🤖 AI Summary
Although the Meanflow model demonstrates strong performance in one-step and few-step sampling, its training incurs substantial computational and data costs. This work proposes a Discrete Meanflow (DMF) training framework that, for the first time, systematically incorporates discretization-based consistency properties into Meanflow training, establishing a self-consistent curriculum. By combining fine-tuning of a pretrained flow model with a discretized objective function, the method substantially reduces training overhead.

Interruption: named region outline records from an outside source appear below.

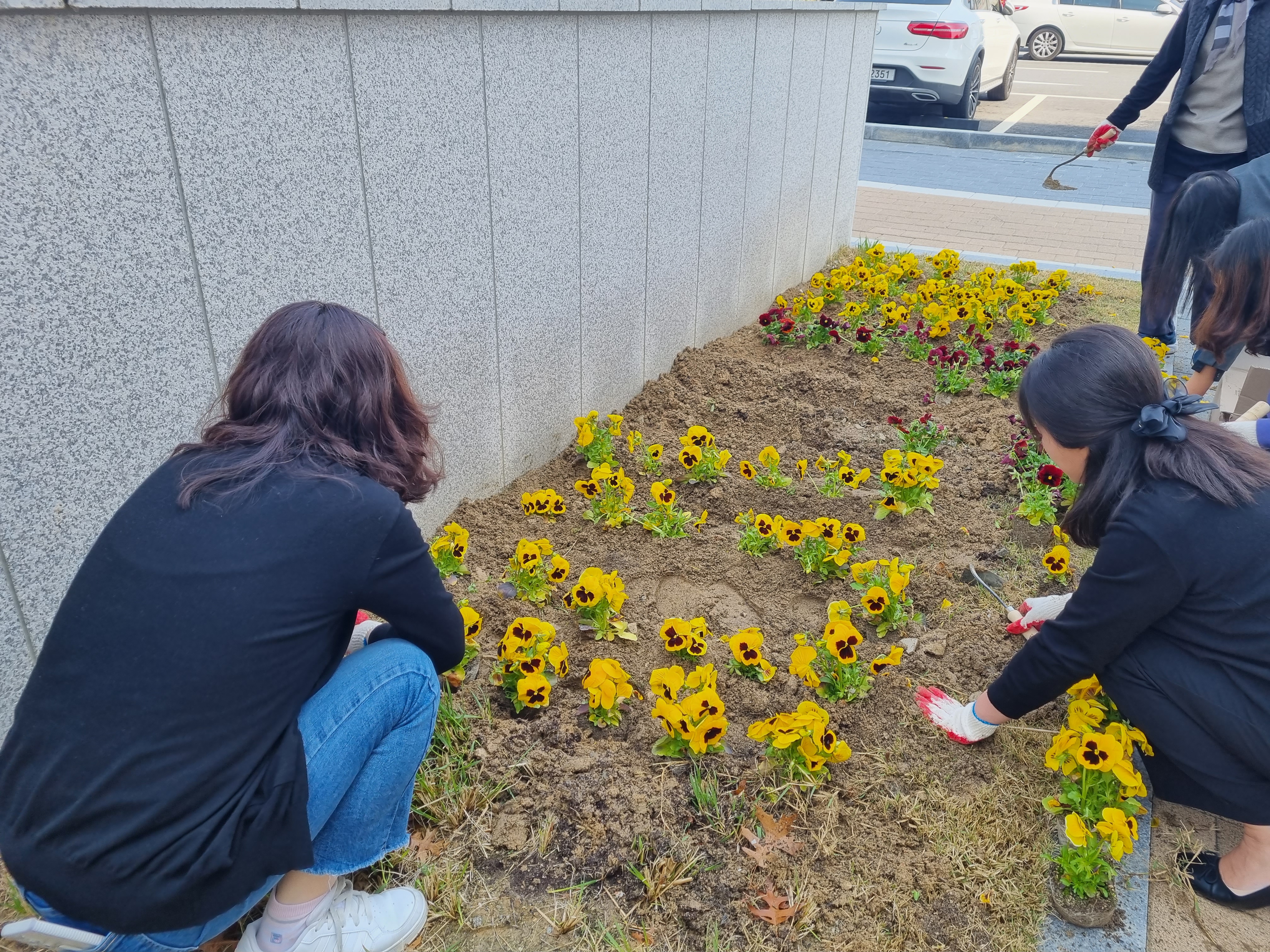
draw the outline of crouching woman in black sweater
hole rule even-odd
[[[1270,456],[1190,418],[1198,402],[1166,399],[1154,357],[1120,327],[1069,331],[1033,360],[1019,405],[1081,484],[1063,528],[1097,556],[984,693],[917,701],[973,743],[1096,674],[1154,748],[1154,792],[1245,824],[1190,876],[1255,909],[1270,905]]]
[[[348,873],[408,842],[462,619],[405,503],[439,477],[384,333],[288,305],[222,415],[89,551],[0,748],[0,854],[99,948],[194,949],[269,890],[246,952],[385,952],[413,889]],[[345,656],[359,608],[363,623]]]

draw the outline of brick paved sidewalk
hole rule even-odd
[[[861,187],[852,231],[895,244],[1138,270],[1147,217]]]

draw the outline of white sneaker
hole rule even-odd
[[[419,890],[399,886],[372,896],[340,878],[291,952],[400,952],[427,922],[428,901]],[[235,952],[267,952],[255,938],[259,924],[248,923]]]

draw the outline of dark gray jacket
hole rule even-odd
[[[1165,113],[1156,137],[1156,156],[1151,160],[1151,175],[1147,179],[1152,188],[1158,188],[1165,174],[1165,156],[1172,142],[1173,119],[1186,98],[1186,88],[1195,72],[1195,60],[1204,44],[1204,36],[1220,5],[1220,0],[1187,0],[1156,58],[1142,71],[1129,95],[1107,117],[1107,122],[1116,128],[1125,128],[1180,74],[1168,112]],[[1248,159],[1270,152],[1270,0],[1253,0],[1248,10],[1243,52],[1243,122],[1248,128]]]

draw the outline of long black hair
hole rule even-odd
[[[1208,258],[1213,300],[1191,340],[1219,358],[1236,344],[1270,354],[1270,218],[1253,218],[1229,235]]]
[[[1228,171],[1198,171],[1177,189],[1165,212],[1156,265],[1142,288],[1147,306],[1172,308],[1191,275],[1191,320],[1199,321],[1212,292],[1205,258],[1238,221],[1240,180]]]
[[[183,509],[199,494],[249,493],[279,468],[329,476],[333,466],[413,503],[442,468],[432,418],[387,336],[351,307],[323,301],[297,301],[265,319],[225,383],[217,419],[197,443],[173,451],[185,454]]]
[[[1069,449],[1090,451],[1083,486],[1063,519],[1077,545],[1099,545],[1116,509],[1147,480],[1177,480],[1229,506],[1270,487],[1270,453],[1219,424],[1180,418],[1186,439],[1179,443],[1132,433],[1142,407],[1162,400],[1156,357],[1110,324],[1063,334],[1024,372],[1024,421]]]

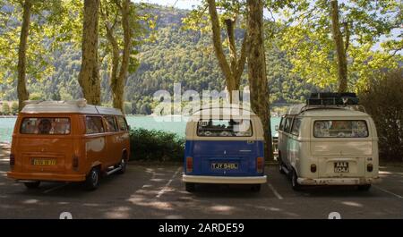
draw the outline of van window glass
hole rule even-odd
[[[21,134],[70,134],[69,118],[24,118],[21,124]]]
[[[207,120],[197,123],[200,137],[252,137],[250,120]]]
[[[291,123],[293,123],[292,117],[286,118],[286,123],[284,124],[284,131],[290,132],[291,131]]]
[[[284,123],[286,123],[286,117],[281,117],[280,124],[279,126],[279,131],[283,131]]]
[[[127,131],[127,123],[124,117],[118,116],[116,117],[117,124],[119,124],[120,131]]]
[[[107,131],[117,131],[117,124],[114,116],[105,116]]]
[[[300,126],[301,126],[301,119],[300,118],[294,119],[293,129],[291,130],[291,133],[299,136]]]
[[[313,135],[316,138],[366,138],[368,126],[364,120],[315,121]]]
[[[85,129],[87,134],[102,133],[104,132],[104,126],[102,124],[101,117],[88,116],[85,118]]]

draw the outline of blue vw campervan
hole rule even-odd
[[[186,124],[183,182],[251,184],[259,191],[264,175],[263,129],[253,112],[241,107],[210,107],[194,113]]]

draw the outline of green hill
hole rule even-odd
[[[225,82],[211,47],[210,34],[185,31],[181,29],[182,18],[187,12],[174,8],[156,7],[152,14],[158,16],[155,40],[138,47],[138,70],[130,75],[125,97],[133,114],[150,114],[152,95],[159,89],[172,92],[175,82],[182,89],[222,90]],[[241,36],[238,32],[236,36]],[[29,89],[31,97],[42,99],[73,99],[81,97],[77,81],[81,66],[81,51],[71,44],[54,53],[54,72],[40,81],[31,80]],[[283,52],[268,49],[268,79],[274,103],[301,101],[313,87],[291,73],[291,64]],[[102,55],[102,52],[100,53]],[[245,70],[246,72],[246,70]],[[111,104],[107,64],[101,65],[102,101]],[[244,73],[244,84],[247,74]],[[0,100],[16,99],[16,85],[2,86]],[[130,111],[127,111],[130,112]]]

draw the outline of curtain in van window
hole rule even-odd
[[[102,124],[102,118],[98,116],[85,117],[85,129],[87,134],[104,132],[104,125]]]
[[[69,134],[71,130],[69,118],[24,118],[20,132],[21,134]]]
[[[127,131],[127,124],[126,122],[124,121],[124,117],[116,117],[117,120],[117,124],[119,125],[119,130],[120,131]]]
[[[316,138],[366,138],[368,126],[364,120],[315,121],[313,135]]]
[[[117,124],[114,116],[105,116],[105,121],[107,122],[107,131],[117,131]]]
[[[293,128],[291,130],[291,133],[296,136],[299,136],[299,128],[301,126],[301,119],[296,118],[294,119]]]
[[[291,123],[293,123],[293,118],[292,117],[287,117],[286,124],[284,125],[284,131],[286,132],[290,132],[291,131]]]
[[[251,137],[250,120],[208,120],[197,124],[197,135],[200,137]]]

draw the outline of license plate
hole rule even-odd
[[[213,170],[237,170],[237,163],[211,163],[211,169]]]
[[[32,159],[33,165],[55,165],[56,159]]]
[[[348,162],[339,161],[334,163],[334,173],[348,173]]]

Remarkably, with only 2,000 training iterations, it achieves a one-step sampling FID of 3.36 on CIFAR-10, significantly enhancing both training efficiency and practical applicability.
📝 Abstract
Flow-based image generative models exhibit stable training and produce high quality samples when using multi-step sampling procedures. One-step generative models can produce high quality image samples but can be difficult to optimize as they often exhibit unstable training dynamics. Meanflow models exhibit excellent few-step sampling performance and tantalizing one-step sampling performance. Notably, MeanFlow models that achieve this have required extremely large training budgets. We significantly decrease the amount of computation and data budget it takes to train Meanflow models by noting and exploiting a particular discretization of the Meanflow objective that yields a consistency property which we formulate into a ``Discrete Meanflow''(DMF) Training Curriculum. Initialized with a pretrained Flow Model, DMF curriculum reaches one-step FID 3.36 on CIFAR-10 in only 2000 epochs. We anticipate that faster training curriculums of Meanflow models, specifically those fine-tuned from existing Flow Models, drives efficient training methods of future one-step examples.